Why the Internal Market Bill is both a rule of law and devolution problem

Yielding to a new economic constitution

October 22, 2020
Photo: Victoria Jones/PA Archive/PA Images
Photo: Victoria Jones/PA Archive/PA Images

As widely anticipated, the government’s UK Internal Market Bill received a hostile reception during its Second Reading debate in the House of Lords. Peers attacked the bill for its assault on the rule of law or its capacity to undermine the delicate devolution settlement in the UK. Indeed, criticisms of the bill have tended to fall into one of these two camps. It seems that one is either a guardian of the rule of law—in which case it is the provisions modifying the Withdrawal Agreement that are attacked—or one is a defender of devolution—in which case it is the “market access” principles in the bill that come in for anxious scrutiny.

That there might be a unifying thread to these complaints was revealed from an unlikely source—former Conservative cabinet minister and Brexit enthusiast Peter Lilley. In his intervention in the Lords’ debate, Lilley drew a comparison between the EU’s apparent willingness to act in breach of international law and what the UK Government was proposing to do in the Internal Market Bill. Referring to litigation before the Court of Justice of the EU in Kadi—a case concerning whether the EU is bound to implement a UN Security Council decision to sanction certain individuals alleged to have terrorist links—Lilley quoted from the Opinion of the Advocate General:

“It would be wrong to conclude that, once the Community is bound by a rule of international law, the Community Courts must bow to that rule with complete acquiescence and apply it unconditionally.”

Warming to his theme, Lilley also highlighted examples where the German Constitutional Court had indicated circumstances in which it would not consider itself bound by its international obligations under EU law.

What these examples share is the proposition that there are conditions under which compliance with international law is asked to cede to the fundamental constitutional requirements of a legal order. That was the point in Kadi; could the Court of Justice simply ignore the protection of EU fundamental rights when implementing international law?
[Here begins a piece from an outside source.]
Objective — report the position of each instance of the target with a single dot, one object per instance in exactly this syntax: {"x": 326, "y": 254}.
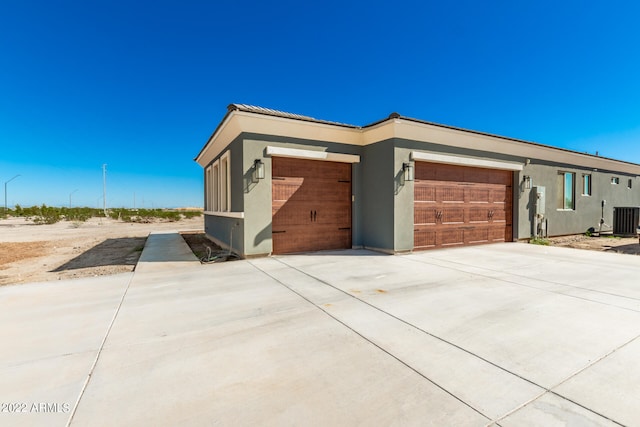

Similarly, national courts in Germany and elsewhere have sought to safeguard constitutional rights (and more controversially, constitutional identity) when complying with their EU law obligations. All of which led Lilley to pose the central question: “Are there potential conflicts between obligations under the withdrawal treaty and our fundamental constitutional laws?”

Answering such a question is never easy in a country like the United Kingdom that lacks a written constitution. And when the UK Supreme Court claims, as it did in the 2019 prorogation case, that constitutional principles have been breached, some will complain of judicial overreach and a judicialisation of the UK’s political constitution. But assuming that one can still usefully speak of “fundamental constitutional law” in the UK, what might that be in the context of a conflict between domestic law and the Withdrawal Agreement?

One answer is that the bill intends to enshrine in law economic rules—the market access principles of mutual recognition and non-discrimination—to replace and emulate the discipline previously exerted by EU law; a discipline which has often been described by EU lawyers as forming an “economic constitution.” That EU law is derived from the primary law of the treaties, and enjoys supremacy over inconsistent domestic legislation and even over inconsistent rules adopted by European institutions, gives EU economic law this constitutional character. While a UK statute may not have the same character precisely, nonetheless the bill might be said to be a novel type of “constitutional statute,” incorporating an economic rather than a political objective.

What Lilley’s speech highlights, therefore, is that the UK Internal Market Bill is simultaneously a recasting of the domestic economic constitution among the constituent territories of the UK, and an assertion that the Withdrawal Agreement must cede to the demands of this new economic unionism. To see criticisms of the bill as rooted either in rule of law concerns or in anxieties about devolution is to miss this essential connection.

Recognising this connection leads to an important conclusion. Removing Part 5 of the bill and its provisions which contradict international law will avoid the immediate legal conflict. However, this would leave untouched the core issue, namely the consequences of the Westminster Government’s pursuit of a new economic legal order for the whole of the UK. The assertion of the unity of the UK internal market will continue to engender difficulties in reconciling Northern Ireland’s position in both this and the EU’s internal market. Meanwhile both Scotland and Wales will seek to protect their devolved powers against the intrusions of economic unionism.

Which is where Lilley’s analogy breaks down. The situation is not analogous to one in which a settled set of internal constitutional principles is invoked to manage an international legal provocation. Rather the Internal Market Bill is a constitutional irritant with both international and internal ramifications.